Pfizer Presents Results from Two Phase 3 TRUMENBA® (Meningococcal Group B Vaccine) Studies at the European
Society for Paediatric Infectious Diseases Meeting
Secondary Data Support That TRUMENBA® Protects Against Additional Meningococcal
Serogroup B Strains
Pfizer Inc. (NYSE:PFE) today announced results of two Phase 3 studies demonstrating the immunogenicity of TRUMENBA®
(Meningococcal Group B Vaccine) against invasive meningococcal B (MnB) strains representative of prevalent strains in the U.S. and
Europe. The two studies, one in adolescents and one in young adults, met all primary immunogenicity endpoints. Also, secondary data
presented show that TRUMENBA demonstrated similar immune responses against ten additional MnB strains, in both adolescents and
young adults. The data, which continue to support the vaccine’s current safety and tolerability profile, were presented at the
34th Annual Meeting of the European Society for Paediatric Infectious Diseases (ESPID 2016).
“TRUMENBA is designed to provide protection against serogroup B meningococcal disease,” said Kathrin Jansen, Ph.D., senior vice
president and head of Vaccine Research and Development for Pfizer Inc. “The Phase 3 data show that TRUMENBA elicits an immune
response that is effective against prevalent meningococcal serogroup B strains in the U.S. and Europe, as well as 10 additional
strains of this unpredictable disease. These data support the expectation that vaccination with TRUMENBA will help prevent this
uncommon, but devastating disease in adolescents and young adults.”

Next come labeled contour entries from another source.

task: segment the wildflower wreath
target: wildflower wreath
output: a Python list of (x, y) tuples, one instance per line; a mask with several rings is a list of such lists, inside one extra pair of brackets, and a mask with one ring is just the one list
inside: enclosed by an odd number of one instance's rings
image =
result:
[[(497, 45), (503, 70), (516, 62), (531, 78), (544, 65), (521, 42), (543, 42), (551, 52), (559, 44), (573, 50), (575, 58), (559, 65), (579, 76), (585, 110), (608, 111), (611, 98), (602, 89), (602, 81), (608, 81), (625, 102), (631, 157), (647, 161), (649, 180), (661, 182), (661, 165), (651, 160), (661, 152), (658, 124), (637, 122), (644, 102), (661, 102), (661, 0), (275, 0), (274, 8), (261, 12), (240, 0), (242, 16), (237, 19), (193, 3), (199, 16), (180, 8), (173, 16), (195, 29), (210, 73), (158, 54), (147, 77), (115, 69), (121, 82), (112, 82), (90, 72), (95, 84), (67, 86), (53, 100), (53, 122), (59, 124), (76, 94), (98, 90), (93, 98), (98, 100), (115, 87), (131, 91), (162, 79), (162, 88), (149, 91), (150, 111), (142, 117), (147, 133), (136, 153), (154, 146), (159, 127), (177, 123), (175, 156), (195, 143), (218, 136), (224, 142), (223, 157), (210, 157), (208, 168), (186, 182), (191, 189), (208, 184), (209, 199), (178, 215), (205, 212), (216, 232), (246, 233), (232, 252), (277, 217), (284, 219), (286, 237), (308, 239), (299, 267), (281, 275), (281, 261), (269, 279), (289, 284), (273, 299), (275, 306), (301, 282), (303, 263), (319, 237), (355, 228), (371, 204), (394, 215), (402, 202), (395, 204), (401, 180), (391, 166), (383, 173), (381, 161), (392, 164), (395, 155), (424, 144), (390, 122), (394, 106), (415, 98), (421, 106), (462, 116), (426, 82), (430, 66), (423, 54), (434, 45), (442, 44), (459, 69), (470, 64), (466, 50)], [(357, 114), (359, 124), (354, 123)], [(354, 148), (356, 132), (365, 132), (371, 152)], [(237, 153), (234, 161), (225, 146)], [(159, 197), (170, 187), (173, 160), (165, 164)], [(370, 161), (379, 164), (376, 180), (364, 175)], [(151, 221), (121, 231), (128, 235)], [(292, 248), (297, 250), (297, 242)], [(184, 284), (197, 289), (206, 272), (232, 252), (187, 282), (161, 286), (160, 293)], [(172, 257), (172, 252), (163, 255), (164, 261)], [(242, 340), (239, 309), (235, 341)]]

These Phase 3 data support additional upcoming global regulatory submissions and the planned U.S. supplement to request the
conversion of Accelerated Approval to Traditional Approval for TRUMENBA.
In October 2014, TRUMENBA was granted Accelerated Approval by the U.S. Food and Drug Administration (FDA) for active
immunization to prevent invasive disease caused by Neisseria meningitidis serogroup B in individuals 10 through 25 years of
age. In 2015, the U.S. Centers for Disease Control and Prevention's (CDC) Advisory Committee on Immunization Practices (ACIP)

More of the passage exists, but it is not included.